In Lacroix, Woodrue—or, as he now calls himself, "Wood-Rue...the pain and the bitterness of the woods!"—rants on about his mission, supposedly on behalf of the plant kingdom, to rid the world of humans and other animals. The Swamp Thing interrupts him: "Woodrue...no more."


Tropes:

  • Artistic License – Biology: The Floronic Man somehow accelerates the oxygen output of plants, despite the fact that it's night and there's no solar energy to enable photosynthesis.
  • Astral Projection: The Swamp Thing, for the first time, manifests the ability to leave his body and enter another plane of existence, in this case the Green. This will become one of his most useful powers later in Moore's run and beyond.
  • Call a Human a "Meatbag": Woodrue refers to human beings as "hamburgers" and to the animal kingdom overall as "screaming meat."
  • Converse with the Unconscious: Abby implores "Alec" to wake up and save her. This time, she gets through to him.
  • From Nobody to Nightmare: Dr. Jason Woodrue was originally a non-superpowered botanist who turned to crime, calling himself the Plant Master. Then he chemically transformed himself into a Plant Person, now going by the sobriquet Floronic Man. Even with his newly-gained Green Thumb powers, however, he remained your standard, world-domination aspiring, easily-defeated villain. It's not until he goes insane that Woodrue becomes truly dangerous, no longer seeking to control the human race but to eradicate it.
  • Gaia's Vengeance: Woodrue claims to be the avatar through which the Green will avenge the stripping of forests and pollution of the ecosystem.
  • Garden of Evil: The Floronic Man turns the wetland vines, and the houseplants in Lacroix, into this.
  • Green Thumb: Woodrue uses this power to kill people and destroy property.
  • He's Back!: The Swamp Thing, filled with anger at what Woodrue has done to him and the Green, snaps out of his Heroic BSoD and goes back into action.
  • Knight Templar: Woodrue sees himself as the righteous hero of the Green, and believes that humankind's pollution and despoliation of the environment justify its removal from the Earth.
  • Meaningful Name: The Floronic Man, with the simple insertion of a hyphen, invests his human surname with new significance: "Wood-Rue...the regret and anger of the forests."
  • Mood-Swinger: Woodrue, during his rant, veers abruptly from a soft, calm speaking tone to screaming fury and back again.
    "Let us have another green world." That's what [the wilderness] said to me. "Another green world, as there was at the beginning, before the beasts crawled up out of the oceans...Those long, green centuries...where no bird sang...where no dog barked..." WHERE THERE WAS NO NOISE! WHERE THERE WAS NO SCREAMING MEAT!!
    • His body language and actions also vary wildly throughout this monologue. In particular, he toys with Angie, the unfortunate woman who'd pleaded with him to stop, lifting her by hand and dropping her, then caressing her cheek in mock tenderness, then hoisting her with vines.

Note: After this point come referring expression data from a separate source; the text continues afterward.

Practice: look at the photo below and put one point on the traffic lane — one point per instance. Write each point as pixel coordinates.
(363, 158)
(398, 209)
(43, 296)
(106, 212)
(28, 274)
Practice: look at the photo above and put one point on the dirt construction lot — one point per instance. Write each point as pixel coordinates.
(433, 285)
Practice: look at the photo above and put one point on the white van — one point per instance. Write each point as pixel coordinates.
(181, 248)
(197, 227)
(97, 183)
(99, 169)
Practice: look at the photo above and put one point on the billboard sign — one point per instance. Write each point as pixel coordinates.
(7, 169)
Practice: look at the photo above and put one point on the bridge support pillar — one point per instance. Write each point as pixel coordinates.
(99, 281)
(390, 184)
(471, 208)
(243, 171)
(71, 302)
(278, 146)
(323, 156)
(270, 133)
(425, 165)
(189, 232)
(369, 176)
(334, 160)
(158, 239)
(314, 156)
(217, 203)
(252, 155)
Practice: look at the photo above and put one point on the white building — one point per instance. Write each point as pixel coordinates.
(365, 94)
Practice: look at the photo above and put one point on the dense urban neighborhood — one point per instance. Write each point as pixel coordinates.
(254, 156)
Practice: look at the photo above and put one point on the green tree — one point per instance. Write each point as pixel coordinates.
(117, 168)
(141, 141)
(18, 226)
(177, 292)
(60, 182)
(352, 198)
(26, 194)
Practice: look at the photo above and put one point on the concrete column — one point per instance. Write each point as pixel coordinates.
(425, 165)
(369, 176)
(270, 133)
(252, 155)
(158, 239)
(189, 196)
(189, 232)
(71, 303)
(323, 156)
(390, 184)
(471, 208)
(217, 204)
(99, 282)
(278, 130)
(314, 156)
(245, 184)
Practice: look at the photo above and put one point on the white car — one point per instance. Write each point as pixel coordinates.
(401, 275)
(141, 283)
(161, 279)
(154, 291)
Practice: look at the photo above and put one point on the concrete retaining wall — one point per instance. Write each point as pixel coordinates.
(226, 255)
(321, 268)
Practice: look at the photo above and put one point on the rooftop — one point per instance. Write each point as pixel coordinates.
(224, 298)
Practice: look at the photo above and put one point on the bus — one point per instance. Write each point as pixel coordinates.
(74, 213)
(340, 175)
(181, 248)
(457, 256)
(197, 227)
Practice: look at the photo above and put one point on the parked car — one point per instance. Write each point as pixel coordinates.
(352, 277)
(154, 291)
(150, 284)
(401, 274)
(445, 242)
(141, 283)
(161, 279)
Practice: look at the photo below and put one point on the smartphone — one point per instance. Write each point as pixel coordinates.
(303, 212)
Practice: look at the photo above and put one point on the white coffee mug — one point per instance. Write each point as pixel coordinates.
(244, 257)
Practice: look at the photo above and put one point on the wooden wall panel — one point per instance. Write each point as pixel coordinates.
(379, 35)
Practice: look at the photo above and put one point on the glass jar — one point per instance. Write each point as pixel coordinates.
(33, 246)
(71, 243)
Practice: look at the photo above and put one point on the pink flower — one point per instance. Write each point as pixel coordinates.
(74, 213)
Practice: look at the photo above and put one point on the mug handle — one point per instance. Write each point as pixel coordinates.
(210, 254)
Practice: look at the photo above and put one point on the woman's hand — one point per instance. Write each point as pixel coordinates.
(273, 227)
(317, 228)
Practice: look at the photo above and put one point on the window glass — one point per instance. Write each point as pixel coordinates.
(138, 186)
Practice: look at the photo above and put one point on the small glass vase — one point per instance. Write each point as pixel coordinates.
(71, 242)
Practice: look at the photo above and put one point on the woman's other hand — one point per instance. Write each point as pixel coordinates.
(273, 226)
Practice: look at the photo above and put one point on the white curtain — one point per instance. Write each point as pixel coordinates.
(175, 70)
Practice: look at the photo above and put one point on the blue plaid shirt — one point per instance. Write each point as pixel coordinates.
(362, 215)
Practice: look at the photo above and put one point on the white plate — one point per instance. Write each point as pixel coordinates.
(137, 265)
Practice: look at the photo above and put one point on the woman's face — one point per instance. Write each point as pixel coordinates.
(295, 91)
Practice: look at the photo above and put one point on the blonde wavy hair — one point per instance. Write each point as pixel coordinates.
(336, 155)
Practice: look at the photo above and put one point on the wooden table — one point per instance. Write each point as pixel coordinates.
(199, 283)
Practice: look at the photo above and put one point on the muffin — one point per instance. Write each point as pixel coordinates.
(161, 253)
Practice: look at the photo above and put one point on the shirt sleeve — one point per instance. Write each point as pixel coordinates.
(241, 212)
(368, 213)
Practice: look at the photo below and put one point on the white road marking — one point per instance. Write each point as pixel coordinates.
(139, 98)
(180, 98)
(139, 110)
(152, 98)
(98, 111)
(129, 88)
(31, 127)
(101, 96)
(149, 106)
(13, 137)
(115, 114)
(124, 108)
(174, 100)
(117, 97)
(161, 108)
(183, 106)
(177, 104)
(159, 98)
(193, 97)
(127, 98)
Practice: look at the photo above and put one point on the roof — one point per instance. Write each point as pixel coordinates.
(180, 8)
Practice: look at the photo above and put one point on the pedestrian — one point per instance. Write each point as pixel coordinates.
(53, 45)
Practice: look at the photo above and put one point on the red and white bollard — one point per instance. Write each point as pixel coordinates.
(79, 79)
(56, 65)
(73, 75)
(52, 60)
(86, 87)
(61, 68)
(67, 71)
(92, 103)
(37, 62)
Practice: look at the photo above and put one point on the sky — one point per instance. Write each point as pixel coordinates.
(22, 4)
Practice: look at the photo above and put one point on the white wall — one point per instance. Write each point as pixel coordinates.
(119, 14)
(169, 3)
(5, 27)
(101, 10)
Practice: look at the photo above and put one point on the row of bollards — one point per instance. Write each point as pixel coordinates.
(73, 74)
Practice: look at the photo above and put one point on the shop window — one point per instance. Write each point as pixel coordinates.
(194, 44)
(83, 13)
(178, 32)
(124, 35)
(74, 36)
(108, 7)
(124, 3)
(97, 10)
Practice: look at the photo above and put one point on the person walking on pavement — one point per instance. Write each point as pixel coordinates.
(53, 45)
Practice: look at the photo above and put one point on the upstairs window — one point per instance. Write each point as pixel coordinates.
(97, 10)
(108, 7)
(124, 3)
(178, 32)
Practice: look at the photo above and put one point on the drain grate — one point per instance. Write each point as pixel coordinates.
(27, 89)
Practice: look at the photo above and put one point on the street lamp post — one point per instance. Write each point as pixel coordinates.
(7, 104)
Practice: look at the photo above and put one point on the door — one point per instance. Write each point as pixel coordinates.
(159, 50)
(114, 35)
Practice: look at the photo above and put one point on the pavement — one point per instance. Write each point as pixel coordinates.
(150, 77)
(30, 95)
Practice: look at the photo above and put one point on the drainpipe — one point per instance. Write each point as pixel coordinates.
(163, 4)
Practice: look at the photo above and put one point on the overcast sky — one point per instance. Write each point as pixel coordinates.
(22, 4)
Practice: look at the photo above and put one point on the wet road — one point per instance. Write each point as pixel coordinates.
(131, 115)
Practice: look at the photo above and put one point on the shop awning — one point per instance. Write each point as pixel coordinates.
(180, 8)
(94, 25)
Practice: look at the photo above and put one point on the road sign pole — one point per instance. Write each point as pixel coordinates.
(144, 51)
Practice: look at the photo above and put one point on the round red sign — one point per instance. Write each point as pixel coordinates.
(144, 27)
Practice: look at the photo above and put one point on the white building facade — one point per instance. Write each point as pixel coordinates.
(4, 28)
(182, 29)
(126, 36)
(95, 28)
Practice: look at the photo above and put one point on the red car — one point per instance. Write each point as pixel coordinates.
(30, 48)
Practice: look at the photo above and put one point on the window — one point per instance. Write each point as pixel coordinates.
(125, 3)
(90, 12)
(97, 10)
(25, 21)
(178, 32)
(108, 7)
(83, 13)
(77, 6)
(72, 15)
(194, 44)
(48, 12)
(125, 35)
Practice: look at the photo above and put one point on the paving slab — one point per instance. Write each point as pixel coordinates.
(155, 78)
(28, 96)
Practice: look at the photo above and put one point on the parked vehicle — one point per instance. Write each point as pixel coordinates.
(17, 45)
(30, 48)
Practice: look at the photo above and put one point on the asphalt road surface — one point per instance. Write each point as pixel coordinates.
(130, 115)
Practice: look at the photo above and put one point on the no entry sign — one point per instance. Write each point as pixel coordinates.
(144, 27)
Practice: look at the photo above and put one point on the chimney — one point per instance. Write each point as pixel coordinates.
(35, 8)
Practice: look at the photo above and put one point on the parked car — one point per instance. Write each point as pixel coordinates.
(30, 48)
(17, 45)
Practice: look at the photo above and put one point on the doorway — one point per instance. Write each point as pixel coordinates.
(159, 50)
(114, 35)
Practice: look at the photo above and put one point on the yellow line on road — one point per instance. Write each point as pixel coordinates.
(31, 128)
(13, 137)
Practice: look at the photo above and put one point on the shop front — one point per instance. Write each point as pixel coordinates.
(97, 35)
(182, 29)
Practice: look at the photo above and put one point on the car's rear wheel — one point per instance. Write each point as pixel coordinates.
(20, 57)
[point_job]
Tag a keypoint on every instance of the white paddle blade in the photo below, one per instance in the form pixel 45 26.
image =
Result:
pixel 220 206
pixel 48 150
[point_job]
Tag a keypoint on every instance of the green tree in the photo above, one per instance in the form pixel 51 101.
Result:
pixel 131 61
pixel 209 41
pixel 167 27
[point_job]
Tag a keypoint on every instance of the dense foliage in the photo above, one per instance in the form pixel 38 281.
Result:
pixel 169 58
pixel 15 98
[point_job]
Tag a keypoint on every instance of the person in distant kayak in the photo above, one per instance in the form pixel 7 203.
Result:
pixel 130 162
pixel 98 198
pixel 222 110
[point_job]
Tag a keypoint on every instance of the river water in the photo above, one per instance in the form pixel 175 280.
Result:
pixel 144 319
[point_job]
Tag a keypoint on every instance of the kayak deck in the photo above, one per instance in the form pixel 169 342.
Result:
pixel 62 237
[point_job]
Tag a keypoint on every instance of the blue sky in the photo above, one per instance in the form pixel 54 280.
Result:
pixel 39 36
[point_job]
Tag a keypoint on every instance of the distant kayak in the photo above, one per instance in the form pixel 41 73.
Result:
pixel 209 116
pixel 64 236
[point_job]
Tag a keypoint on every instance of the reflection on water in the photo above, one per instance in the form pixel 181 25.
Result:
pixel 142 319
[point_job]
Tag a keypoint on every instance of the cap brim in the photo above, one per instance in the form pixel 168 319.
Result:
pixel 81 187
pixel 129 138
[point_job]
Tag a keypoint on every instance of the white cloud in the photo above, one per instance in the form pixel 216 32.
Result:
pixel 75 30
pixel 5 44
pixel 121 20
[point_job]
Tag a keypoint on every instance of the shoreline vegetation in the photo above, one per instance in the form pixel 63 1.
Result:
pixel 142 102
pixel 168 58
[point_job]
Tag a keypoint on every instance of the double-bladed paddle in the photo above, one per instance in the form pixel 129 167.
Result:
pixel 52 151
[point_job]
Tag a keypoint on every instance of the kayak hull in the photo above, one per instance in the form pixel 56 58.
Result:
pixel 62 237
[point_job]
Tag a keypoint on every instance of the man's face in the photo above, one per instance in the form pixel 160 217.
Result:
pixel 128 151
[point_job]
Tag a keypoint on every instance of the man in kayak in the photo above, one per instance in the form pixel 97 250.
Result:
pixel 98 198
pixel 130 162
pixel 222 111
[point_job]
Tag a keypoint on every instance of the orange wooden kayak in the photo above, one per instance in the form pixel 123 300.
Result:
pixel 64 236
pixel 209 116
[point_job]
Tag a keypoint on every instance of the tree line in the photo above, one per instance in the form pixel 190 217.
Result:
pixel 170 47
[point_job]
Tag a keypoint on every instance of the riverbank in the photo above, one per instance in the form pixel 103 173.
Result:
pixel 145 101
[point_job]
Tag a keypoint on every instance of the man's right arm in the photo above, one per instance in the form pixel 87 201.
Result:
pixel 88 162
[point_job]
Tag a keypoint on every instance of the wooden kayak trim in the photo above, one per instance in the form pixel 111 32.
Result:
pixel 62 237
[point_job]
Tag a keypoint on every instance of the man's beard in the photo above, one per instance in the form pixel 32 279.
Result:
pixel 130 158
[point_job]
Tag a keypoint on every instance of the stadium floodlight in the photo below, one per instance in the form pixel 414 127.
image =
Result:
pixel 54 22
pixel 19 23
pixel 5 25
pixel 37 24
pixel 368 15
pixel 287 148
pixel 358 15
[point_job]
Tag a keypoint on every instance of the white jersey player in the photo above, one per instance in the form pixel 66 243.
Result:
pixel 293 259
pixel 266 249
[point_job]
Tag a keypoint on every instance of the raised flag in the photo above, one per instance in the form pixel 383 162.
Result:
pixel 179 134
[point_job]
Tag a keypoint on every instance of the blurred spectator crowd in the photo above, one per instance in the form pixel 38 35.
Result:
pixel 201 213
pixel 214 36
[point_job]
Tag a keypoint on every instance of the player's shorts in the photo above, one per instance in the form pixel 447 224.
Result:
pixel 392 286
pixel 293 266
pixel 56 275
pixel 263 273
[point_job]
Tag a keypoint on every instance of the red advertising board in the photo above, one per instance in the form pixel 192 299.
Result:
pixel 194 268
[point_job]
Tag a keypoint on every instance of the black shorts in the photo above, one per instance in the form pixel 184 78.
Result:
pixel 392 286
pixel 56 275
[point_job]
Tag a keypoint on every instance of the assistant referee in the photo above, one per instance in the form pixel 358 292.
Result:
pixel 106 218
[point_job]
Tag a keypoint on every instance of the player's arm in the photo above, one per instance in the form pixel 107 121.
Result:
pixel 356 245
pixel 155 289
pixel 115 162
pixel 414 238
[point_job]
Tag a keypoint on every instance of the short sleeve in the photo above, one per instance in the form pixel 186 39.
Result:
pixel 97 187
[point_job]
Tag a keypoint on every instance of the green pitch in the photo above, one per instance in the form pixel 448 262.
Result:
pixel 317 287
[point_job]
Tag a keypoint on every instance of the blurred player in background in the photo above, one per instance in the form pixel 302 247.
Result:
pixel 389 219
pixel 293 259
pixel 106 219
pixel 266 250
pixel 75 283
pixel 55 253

  • Nature Lover: A poignant scene has Sgt. Luther Galen of the Chenille police shed tears as, in order to protect his family from Woodrue, he chops down their beloved tree while recalling all it's meant to them.
  • Omnicidal Maniac: Woodrue aims to wipe out the entire animal kingdom.
  • Psychic Link: An implied one, between the Swamp Thing and Abby, when he hears her call his name despite being outside his body at the time. This link will be a recurring, more explicitly-played plot device later in Moore's run.
  • Properly Paranoid: When the already spooked Abby discovers the teenagers' strung-up bodies and runs, she worries that she's going paranoid, perhaps even suffering from paranoid schizophrenia. It soon turns out that she has good reason to fear for her life: Woodrue's vines seize hold of and strangle her.
  • Shout-Out: The issue title alludes to that of the 1975 Brian Eno album.